Among the acid tests for second-hand plug-in hybrids is the Mitsubishi Outlander PHEV. Launched in 2014 with extremely low emissions and the headline of costing no more than an equivalent diesel version (which has since been kyboshed by the change to the Government's plug-in car grant in March 2016), it was a brazen shot at the fleet sector. The firm has played its cards close to its chest and kept the cars within its dealer network as much as possible. That makes total sense for Mitsubishi, but it hasn't made the used plug-in hybrid picture any clearer.

"There isn't a lot of used plug-in hybrid product about at the moment, and even with the market leader, the Outlander PHEV, a lot of used products were sold on a £299 a month PCP deal in recognition of the challenge for the new entrant into the used market," says Jowsey. "This was a well-considered approach, and it allowed Mitsubishi to ensure that dealers were able to lend demonstrators for more than a couple of hours and that they had sufficient cars to satisfy interest, plus the ability to sell or pre-sell them."

Pontin, however, thinks values of the Outlander PHEV could struggle in the long run: "Mitsubishi had to do something in terms of remarketing and it is, I would imagine, very difficult for them.
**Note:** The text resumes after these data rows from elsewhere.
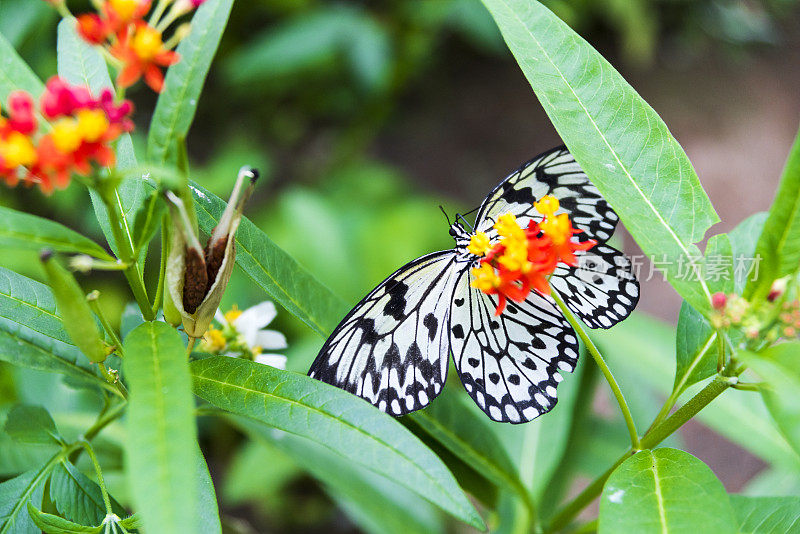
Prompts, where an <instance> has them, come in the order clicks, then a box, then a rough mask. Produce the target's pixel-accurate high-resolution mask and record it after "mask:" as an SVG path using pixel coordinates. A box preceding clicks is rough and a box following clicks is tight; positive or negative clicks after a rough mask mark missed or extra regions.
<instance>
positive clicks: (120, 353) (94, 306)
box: [86, 291, 123, 358]
mask: <svg viewBox="0 0 800 534" xmlns="http://www.w3.org/2000/svg"><path fill="white" fill-rule="evenodd" d="M99 297H100V292H99V291H92V292H91V293H89V295H88V296H87V297H86V300H87V301H88V302H89V307H90V308H91V309H92V311H93V312H94V314H95V315H97V318H98V319H100V324H101V325H102V326H103V330H105V331H106V334H108V337H109V338H111V342H112V343H113V344H114V347H115V351H116V353H117V354H118V355H119V357H120V358H122V357H123V354H122V340H120V339H119V336H118V335H117V333H116V332H115V331H114V328H113V327H112V326H111V323H109V322H108V319H107V318H106V316H105V314H104V313H103V310H102V309H100V302H99V301H98V299H99Z"/></svg>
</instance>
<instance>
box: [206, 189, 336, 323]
mask: <svg viewBox="0 0 800 534" xmlns="http://www.w3.org/2000/svg"><path fill="white" fill-rule="evenodd" d="M191 189H192V195H193V196H194V200H195V206H196V208H197V220H198V223H199V225H200V229H201V230H202V231H203V232H205V233H206V234H210V233H211V231H212V230H213V229H214V227H215V226H216V225H217V223H218V222H219V218H220V216H221V215H222V212H223V211H224V209H225V202H224V201H223V200H222V199H220V198H219V197H217V196H216V195H214V194H213V193H210V192H208V191H206V190H205V189H203V188H202V187H201V186H199V185H197V184H195V183H192V184H191ZM236 263H237V264H238V265H239V266H240V267H241V268H242V269H243V270H244V272H245V273H247V275H248V276H249V277H250V278H252V279H253V281H254V282H255V283H256V284H258V286H259V287H261V288H262V289H263V290H264V291H266V292H267V294H268V295H269V296H271V297H272V298H273V299H274V300H275V302H277V303H278V304H280V305H281V306H283V307H284V308H285V309H286V310H287V311H288V312H289V313H291V314H292V315H294V316H295V317H297V318H298V319H300V320H301V321H303V322H304V323H306V324H307V325H308V326H310V327H311V328H312V329H313V330H314V331H315V332H317V333H319V334H321V335H322V336H323V337H327V335H328V334H330V332H332V331H333V329H334V327H335V326H336V325H337V324H338V323H339V321H340V320H341V318H342V317H344V315H345V313H347V308H346V306H345V304H344V302H342V301H341V300H340V299H339V298H338V297H336V296H335V295H334V294H333V293H332V292H331V290H330V289H328V288H327V287H325V286H324V285H322V283H320V282H319V281H318V280H317V279H316V278H314V276H313V275H312V274H311V273H309V272H308V271H307V270H306V269H304V268H303V267H302V266H301V265H300V264H299V263H297V261H296V260H295V259H294V258H292V257H291V256H289V255H288V254H287V253H286V252H284V251H283V250H282V249H281V248H279V247H278V246H277V245H276V244H275V243H273V242H272V241H271V240H270V239H269V238H268V237H267V236H266V235H265V234H264V232H262V231H261V230H259V229H258V227H256V225H254V224H253V223H252V222H250V221H249V220H248V219H247V218H246V217H243V218H242V222H241V224H240V225H239V231H238V232H237V233H236Z"/></svg>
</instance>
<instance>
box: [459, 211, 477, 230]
mask: <svg viewBox="0 0 800 534" xmlns="http://www.w3.org/2000/svg"><path fill="white" fill-rule="evenodd" d="M456 219H461V220H462V221H464V224H466V225H467V226H469V229H470V230H472V231H473V232H474V231H475V228H473V227H472V225H471V224H469V221H467V220H466V219H465V218H464V216H463V215H461V214H460V213H456Z"/></svg>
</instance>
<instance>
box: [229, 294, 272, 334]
mask: <svg viewBox="0 0 800 534" xmlns="http://www.w3.org/2000/svg"><path fill="white" fill-rule="evenodd" d="M277 314H278V312H277V310H275V304H273V303H272V302H270V301H268V300H265V301H264V302H262V303H260V304H256V305H255V306H252V307H250V308H247V309H246V310H245V311H243V312H242V314H241V315H240V316H239V317H237V318H236V320H235V321H234V322H233V326H235V327H236V330H238V331H239V332H240V333H241V334H244V336H245V337H246V338H250V336H251V335H253V333H254V332H256V331H258V330H261V329H262V328H264V327H265V326H267V325H268V324H269V323H271V322H272V320H273V319H274V318H275V316H276V315H277Z"/></svg>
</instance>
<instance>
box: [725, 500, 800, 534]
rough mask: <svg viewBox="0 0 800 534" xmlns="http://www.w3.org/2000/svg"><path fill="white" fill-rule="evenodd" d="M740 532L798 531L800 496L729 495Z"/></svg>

The reality is that that car suits a business user from a tax perspective, but when you speak to a retail used car buyer, they're just not interested."

"They will face some difficulty with that car, and it's not just me saying that; contract hire and leasing companies that have got high volumes of Outlander PHEVs are really worried because they don't how they're going to put them back in the market. I fear they have some residual woes to come; I know there are a number of companies who have put those cars on their fleet with a residual value that's just wrong, and it's going to cause some pain." 
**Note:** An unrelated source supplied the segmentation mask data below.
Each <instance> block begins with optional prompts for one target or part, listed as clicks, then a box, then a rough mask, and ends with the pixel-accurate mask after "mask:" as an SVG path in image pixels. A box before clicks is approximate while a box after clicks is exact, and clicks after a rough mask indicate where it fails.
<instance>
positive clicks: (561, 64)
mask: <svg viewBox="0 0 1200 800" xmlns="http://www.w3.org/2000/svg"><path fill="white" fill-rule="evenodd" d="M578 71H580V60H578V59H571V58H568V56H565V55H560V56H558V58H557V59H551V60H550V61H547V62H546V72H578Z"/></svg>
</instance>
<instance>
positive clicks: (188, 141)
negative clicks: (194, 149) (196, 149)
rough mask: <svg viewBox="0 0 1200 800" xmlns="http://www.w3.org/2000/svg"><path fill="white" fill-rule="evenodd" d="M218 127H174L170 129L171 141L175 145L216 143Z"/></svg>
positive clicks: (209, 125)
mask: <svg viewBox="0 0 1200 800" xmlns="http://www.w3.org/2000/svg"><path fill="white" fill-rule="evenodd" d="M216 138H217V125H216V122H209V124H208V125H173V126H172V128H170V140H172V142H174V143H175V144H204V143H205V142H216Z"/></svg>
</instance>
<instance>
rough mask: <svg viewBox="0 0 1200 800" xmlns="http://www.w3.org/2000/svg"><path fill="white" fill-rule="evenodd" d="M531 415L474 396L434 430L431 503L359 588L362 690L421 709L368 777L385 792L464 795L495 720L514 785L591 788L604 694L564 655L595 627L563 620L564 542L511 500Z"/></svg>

If there is a way to navigate the unchartered territory of remarketing plug-in hybrids, it's by preaching to the converted. It may not work for leased vehicles, but for companies funding their own fleets, drivers who are used to, and fond of, the vehicles are worth tapping up at defleet time.

"The first thing fleets should do is ask whether the company car driver wants to keep it; that might sound daft but you don't know until you ask the question," says Pontin. "They may not get a retail figure for the vehicle, but they may be able to draw somewhere around the trade figure for the car, which makes it a good deal for them the drivers."
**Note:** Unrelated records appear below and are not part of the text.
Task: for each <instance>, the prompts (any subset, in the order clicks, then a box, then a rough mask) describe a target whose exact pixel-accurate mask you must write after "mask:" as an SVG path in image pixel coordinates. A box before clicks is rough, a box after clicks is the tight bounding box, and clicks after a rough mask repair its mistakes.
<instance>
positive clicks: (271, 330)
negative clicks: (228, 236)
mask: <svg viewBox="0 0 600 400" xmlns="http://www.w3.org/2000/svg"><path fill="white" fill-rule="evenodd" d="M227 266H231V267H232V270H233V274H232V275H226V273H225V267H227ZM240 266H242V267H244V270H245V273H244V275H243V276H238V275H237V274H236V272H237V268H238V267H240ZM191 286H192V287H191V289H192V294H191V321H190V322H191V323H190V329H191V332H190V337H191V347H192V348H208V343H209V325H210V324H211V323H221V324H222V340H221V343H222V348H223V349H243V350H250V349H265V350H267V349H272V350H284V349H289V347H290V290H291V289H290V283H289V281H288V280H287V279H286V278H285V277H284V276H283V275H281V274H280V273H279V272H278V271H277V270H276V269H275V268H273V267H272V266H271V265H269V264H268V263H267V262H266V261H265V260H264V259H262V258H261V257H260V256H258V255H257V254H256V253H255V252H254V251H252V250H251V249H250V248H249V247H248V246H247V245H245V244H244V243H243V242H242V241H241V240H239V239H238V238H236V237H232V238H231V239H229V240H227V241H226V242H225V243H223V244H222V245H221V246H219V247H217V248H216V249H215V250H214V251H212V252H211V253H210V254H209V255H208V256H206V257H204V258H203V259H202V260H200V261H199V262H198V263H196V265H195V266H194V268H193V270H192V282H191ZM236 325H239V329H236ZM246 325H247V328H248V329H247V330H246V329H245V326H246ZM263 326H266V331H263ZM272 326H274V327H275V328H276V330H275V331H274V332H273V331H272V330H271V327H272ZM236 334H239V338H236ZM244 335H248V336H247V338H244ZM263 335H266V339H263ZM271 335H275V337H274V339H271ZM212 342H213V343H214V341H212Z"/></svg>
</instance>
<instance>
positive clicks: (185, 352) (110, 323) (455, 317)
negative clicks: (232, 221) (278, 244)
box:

"If you are prepared to sell ex-fleet cars to employees then the original drivers should be the greatest advocates," adds Jowsey. "Therefore, the people they interact with within the business may well be the prime candidates to buy something like that. You could argue that if you've got a private motorist as the second user, who plugs it in properly, then they - and a great many other people - could do almost the typical 8,000 per annum private mileage on the battery, so why would they not be interested?" adds Jowsey.

"Until there is a more mature used market for plug-in hybrids, the challenge is that used car managers will remain reluctant to pay more than an equivalent diesel, which currently will have a wider appeal and logically sell faster. For them, stock turn is crucial."

Pontin says fleets need to get vehicles in prime condition before they sell, particularly in mind of a greater volume of stock hitting the market: "When it's back, just make sure that thing looks as shiny as shiny can be, and take the first bid on the car; it's the best you can do with it. I don't think there's anything else you can try to move something like that, because very soon there'll be quite a volume of them coming back to the market."